Mettre en place une véritable authentification du produit avec un cahier des charges impliquait d'évidentes contraintes pour l'éleveur, d'autant que les importations intempestives de viande bovine de l'Est européen et de Grande-Bretagne au début des années quatre-vingt-dix cassaient les prix.

Les efforts sur la qualité seraient-ils payants dans un tel contexte? Rien de moins sûr. Il fallait convaincre suffisamment de paysans attachés à leurs normandes pour garantir un approvisionnement régulier à des partenaires éventuels dans la filière. Pas facile quand on apprend que les petits bouchers veulent s'approvisionner directement dans les fermes de leur choix, quand les supérettes ne souhaitent pas jouer le créneau de la qualité certifiée, quand Michel-Edouard Leclerc est preneur à condition d'avoir «la meilleure viande au meilleur prix», quand Auchan ne marche pas davantage. Seul Carrefour acceptait ce partenariat à l'issue d'un premier dialogue noué devant un de ses rayons viande alors que Michel Hamel et d'autres éleveurs normands était venus faire le ménage face aux importations abusives et aux prix bradés.

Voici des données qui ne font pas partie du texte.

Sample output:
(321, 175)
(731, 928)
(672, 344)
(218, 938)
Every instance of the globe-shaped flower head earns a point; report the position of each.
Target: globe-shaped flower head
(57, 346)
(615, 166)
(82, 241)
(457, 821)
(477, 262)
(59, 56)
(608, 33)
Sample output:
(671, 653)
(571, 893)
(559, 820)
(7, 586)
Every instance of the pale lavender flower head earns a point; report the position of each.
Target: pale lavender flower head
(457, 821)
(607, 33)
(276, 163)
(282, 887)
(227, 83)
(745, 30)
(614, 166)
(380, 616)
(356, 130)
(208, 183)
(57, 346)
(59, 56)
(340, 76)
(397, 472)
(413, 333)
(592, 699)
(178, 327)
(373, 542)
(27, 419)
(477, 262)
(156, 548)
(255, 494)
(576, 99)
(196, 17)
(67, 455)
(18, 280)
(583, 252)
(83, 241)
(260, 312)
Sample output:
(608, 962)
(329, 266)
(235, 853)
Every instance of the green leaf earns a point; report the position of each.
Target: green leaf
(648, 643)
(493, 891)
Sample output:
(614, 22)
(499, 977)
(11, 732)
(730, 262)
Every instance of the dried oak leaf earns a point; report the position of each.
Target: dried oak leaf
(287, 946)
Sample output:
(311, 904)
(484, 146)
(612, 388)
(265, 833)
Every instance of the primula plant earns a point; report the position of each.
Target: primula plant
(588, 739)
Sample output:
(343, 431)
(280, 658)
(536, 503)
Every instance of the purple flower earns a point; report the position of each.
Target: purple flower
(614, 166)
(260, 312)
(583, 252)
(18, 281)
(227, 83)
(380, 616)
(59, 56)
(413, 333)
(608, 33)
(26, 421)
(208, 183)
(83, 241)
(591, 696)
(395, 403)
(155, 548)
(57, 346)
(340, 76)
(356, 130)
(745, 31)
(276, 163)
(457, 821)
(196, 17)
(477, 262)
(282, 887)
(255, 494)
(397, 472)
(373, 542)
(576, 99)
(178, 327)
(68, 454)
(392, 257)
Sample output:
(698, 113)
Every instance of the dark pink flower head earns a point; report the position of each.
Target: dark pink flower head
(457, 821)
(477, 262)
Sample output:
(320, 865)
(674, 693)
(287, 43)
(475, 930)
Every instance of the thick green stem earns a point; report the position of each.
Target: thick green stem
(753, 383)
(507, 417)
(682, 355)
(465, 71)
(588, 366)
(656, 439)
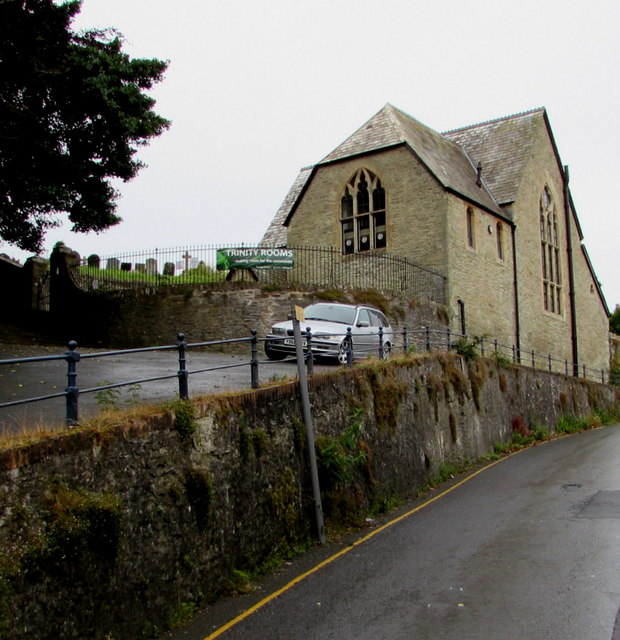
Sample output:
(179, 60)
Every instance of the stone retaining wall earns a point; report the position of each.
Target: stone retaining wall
(111, 533)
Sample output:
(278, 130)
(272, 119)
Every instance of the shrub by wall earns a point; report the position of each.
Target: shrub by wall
(119, 532)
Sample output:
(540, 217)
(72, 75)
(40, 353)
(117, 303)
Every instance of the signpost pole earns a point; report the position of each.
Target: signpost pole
(305, 400)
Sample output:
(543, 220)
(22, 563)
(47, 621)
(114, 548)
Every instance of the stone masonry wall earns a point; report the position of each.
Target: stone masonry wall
(110, 532)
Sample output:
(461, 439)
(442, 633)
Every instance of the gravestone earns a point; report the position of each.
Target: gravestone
(93, 261)
(151, 266)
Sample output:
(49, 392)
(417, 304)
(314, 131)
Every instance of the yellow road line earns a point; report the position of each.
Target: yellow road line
(272, 596)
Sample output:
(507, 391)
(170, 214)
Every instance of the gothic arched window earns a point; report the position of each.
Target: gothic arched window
(362, 213)
(550, 254)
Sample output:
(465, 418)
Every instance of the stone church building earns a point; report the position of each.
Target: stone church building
(488, 206)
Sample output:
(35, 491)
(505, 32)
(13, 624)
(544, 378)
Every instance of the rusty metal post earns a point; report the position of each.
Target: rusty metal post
(182, 373)
(309, 354)
(254, 360)
(73, 393)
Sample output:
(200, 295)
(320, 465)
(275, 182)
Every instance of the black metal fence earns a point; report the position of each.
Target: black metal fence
(401, 342)
(320, 266)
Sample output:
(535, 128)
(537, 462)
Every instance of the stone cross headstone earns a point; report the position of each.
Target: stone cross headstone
(93, 261)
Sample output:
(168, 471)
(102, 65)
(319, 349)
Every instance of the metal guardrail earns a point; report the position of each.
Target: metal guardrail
(423, 340)
(197, 265)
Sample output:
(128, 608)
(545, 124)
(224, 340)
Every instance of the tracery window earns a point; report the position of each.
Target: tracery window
(550, 254)
(362, 213)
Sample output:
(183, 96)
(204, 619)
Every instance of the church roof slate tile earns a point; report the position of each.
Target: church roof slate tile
(445, 159)
(502, 146)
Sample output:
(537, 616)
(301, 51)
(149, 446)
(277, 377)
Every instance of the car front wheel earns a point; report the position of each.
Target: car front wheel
(273, 355)
(387, 350)
(342, 353)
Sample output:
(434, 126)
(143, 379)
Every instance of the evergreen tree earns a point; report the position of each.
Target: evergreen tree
(614, 321)
(73, 110)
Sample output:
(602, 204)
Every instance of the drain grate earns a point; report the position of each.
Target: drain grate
(603, 504)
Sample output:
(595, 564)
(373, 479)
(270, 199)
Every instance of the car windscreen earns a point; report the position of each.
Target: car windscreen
(330, 313)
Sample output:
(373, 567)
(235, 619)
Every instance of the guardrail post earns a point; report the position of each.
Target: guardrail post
(254, 360)
(182, 373)
(72, 391)
(349, 347)
(309, 354)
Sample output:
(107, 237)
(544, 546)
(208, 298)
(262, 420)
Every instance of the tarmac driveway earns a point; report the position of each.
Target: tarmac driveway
(19, 381)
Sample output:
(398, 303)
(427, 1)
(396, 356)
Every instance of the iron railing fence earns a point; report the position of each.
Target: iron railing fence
(402, 341)
(318, 266)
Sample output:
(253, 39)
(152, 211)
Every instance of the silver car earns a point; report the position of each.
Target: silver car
(328, 323)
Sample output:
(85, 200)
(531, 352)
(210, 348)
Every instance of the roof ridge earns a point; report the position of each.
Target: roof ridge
(520, 114)
(408, 115)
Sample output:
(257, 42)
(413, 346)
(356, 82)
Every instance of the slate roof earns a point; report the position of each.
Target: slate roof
(502, 146)
(445, 159)
(275, 236)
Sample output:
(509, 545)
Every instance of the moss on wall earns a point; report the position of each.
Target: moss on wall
(108, 532)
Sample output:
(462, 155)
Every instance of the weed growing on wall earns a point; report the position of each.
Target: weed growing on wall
(339, 457)
(184, 419)
(468, 348)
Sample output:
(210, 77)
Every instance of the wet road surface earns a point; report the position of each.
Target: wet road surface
(26, 380)
(527, 549)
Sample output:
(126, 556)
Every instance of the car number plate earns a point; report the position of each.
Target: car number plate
(291, 342)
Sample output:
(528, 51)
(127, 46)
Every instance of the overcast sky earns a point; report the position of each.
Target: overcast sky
(257, 89)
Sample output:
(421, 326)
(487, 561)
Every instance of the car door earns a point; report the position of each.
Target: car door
(365, 337)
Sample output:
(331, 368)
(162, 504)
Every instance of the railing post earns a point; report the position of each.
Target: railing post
(309, 354)
(349, 339)
(72, 391)
(182, 373)
(254, 360)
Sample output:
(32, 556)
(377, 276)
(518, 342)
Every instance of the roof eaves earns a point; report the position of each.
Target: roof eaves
(596, 281)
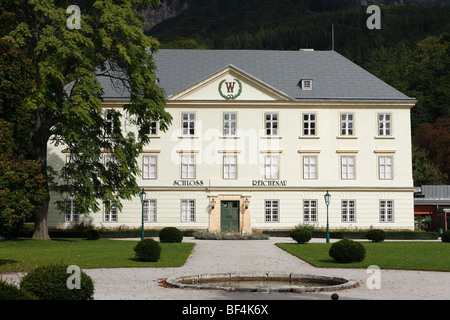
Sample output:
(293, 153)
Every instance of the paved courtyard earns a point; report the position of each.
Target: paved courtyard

La qualité «race normande» n'est pas un label rouge, mais le cahier des charges garantit la race, l'âge limite d'abattage des vaches de réforme comme des jeunes bovins, le poids des carcasses, la nourriture à l'herbe, la liste des compléments alimentaires autorisés et produits essentiellement sur l'exploitation, tandis que sont formellement proscrits les antibiotiques et les substances à effet hormonal.

Une autre difficulté provenait de la nécessité de garantir la «traçabilité» du parcours de l'animal de la ferme au rayon de la grande surface en passant par l'abattage et la livraison de la viande désossée. A l'appui de la saisie informatique des données fournies par l'éleveur et par l'abattoir Socopa du Neubourg, des contrôleurs assermentés certifient l'authentification du produit jusqu'à la mise en Caddies de livraisons pour le commerce où il subit un dernier conditionnement. Outre le logo «race normande», le consommateur retrouve sur l'étiquette le numéro d'abattage qui peut permettre de remonter jusqu'à l'éleveur si de besoin.

Aujourd'hui, notre éleveur voit en quelque sorte reconnaître le bien-fondé de son combat pour une meilleure identification des produits. N'est-il pas temps que les pouvoirs publics s'inspirent de cet exemple, pour développer rapidement, dans la concertation avec tous les professionnels de la distribution et de la production les labels et les appellations d'origine contrôlée? C'est le voeu qu'exprimait tout récemment Michel Germa, président du conseil général du Val-de-Marne, lors d'une visite du Marché d'intérêt national de Rungis. Et l'élu communiste de souligner qu'aucune stratégie mercantile n'a pu détrôner le poids économique des produits du vignoble français, «précisément parce que nous sommes en présence de productions diversifiées qui cultivent les goûts (...). C'est à une stratégie de ce type qu'il faut travailler pour l'avenir des viandes bovines en France».